Jupiter Lifeline Hospital IPO Risk Factors
- No benefit from the OFS part: The OFS portion of the IPO will be paid to the selling shareholders and the company will not receive any benefit.
- Dependence on Thane Hospital: A significant portion of the company’s revenue is dependent on Thane Hospital. Any adverse impact on this facility could have far-reaching financial implications for the company.
- Regulatory challenges: The healthcare industry is highly regulated, and violations or changes to regulations can pose risks to your company’s operations.
- High operating costs: Jupiter Lifeline Hospital faces significant costs associated with maintaining medical equipment, staff salaries, and infrastructure. Failure to manage these costs effectively can impact profitability.

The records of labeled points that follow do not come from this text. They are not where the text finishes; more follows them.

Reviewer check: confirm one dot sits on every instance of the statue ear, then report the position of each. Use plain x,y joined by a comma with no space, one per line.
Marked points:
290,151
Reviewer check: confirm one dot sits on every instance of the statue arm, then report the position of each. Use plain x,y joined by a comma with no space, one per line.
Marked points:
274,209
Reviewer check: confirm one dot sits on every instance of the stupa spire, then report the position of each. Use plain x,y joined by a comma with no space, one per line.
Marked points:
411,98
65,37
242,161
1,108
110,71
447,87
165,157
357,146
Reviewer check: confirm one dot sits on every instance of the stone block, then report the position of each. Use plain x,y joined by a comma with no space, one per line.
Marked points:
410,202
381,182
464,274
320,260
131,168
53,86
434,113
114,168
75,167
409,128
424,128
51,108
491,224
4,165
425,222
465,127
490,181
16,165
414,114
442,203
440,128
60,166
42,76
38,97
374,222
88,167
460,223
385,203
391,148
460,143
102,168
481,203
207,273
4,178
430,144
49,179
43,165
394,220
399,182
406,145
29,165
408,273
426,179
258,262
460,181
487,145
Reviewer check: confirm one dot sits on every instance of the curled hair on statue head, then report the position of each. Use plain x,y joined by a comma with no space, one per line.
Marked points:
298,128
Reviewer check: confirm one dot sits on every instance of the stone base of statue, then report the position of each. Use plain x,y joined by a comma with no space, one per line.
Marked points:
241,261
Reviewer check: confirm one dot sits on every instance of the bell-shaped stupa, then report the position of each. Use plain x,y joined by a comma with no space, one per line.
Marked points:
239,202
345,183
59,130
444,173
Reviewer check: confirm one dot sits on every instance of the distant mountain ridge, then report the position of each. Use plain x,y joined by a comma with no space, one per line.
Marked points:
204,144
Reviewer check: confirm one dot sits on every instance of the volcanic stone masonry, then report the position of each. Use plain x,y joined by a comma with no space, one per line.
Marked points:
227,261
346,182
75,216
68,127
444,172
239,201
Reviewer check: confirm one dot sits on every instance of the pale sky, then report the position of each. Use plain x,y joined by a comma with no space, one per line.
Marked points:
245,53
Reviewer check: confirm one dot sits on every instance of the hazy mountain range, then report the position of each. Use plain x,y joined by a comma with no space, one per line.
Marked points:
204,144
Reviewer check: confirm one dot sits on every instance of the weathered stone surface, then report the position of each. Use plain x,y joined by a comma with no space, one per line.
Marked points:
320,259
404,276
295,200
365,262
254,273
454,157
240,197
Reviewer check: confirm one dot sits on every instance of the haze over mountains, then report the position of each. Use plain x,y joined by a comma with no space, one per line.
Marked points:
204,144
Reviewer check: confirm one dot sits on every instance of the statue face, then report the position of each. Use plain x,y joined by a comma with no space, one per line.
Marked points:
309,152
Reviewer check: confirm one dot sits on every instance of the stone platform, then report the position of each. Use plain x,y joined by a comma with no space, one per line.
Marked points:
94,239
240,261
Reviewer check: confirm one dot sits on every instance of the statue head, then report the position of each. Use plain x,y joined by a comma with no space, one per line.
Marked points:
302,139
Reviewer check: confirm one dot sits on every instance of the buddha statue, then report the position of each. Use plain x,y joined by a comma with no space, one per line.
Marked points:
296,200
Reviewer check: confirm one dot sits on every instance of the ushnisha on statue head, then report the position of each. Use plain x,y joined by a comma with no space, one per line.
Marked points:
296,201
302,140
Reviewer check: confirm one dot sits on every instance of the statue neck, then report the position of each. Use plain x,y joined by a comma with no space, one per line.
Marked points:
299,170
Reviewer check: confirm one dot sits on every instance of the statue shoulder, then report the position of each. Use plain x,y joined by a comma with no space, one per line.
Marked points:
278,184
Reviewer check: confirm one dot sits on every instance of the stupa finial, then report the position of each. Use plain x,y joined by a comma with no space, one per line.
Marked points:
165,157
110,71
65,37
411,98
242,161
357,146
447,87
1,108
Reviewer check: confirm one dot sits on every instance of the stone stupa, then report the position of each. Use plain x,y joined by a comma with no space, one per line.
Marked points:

Jupiter Lifeline Hospital IPO Review and Conclusion
You may be wondering whether to invest in this IPO or avoid it.
On the positive side, the company specializes in services such as neurorehabilitation and multi-organ transplantation, which makes it stand out in the healthcare field. The diversification of revenue sources and significant revenue growth from FY21 to FY23 demonstrate the company’s ability to adapt to changing healthcare demands. Accreditation by NABH reflects our commitment to quality healthcare.
On the downside, the company’s reliance on Thane Hospital for most of its revenue exposes its vulnerability. Stringent industry regulations can create compliance challenges. Rising operating costs for medical equipment, staff and infrastructure can impact profitability. There may be capital utilization issues as the IPO proceeds are allocated to repay the debt and the profits from the OFS are limited. The IPO price is also expensive.
There is no rush to invest in this IPO right now. We may reconsider investing in this IPO if the stock is available at a discounted price after listing.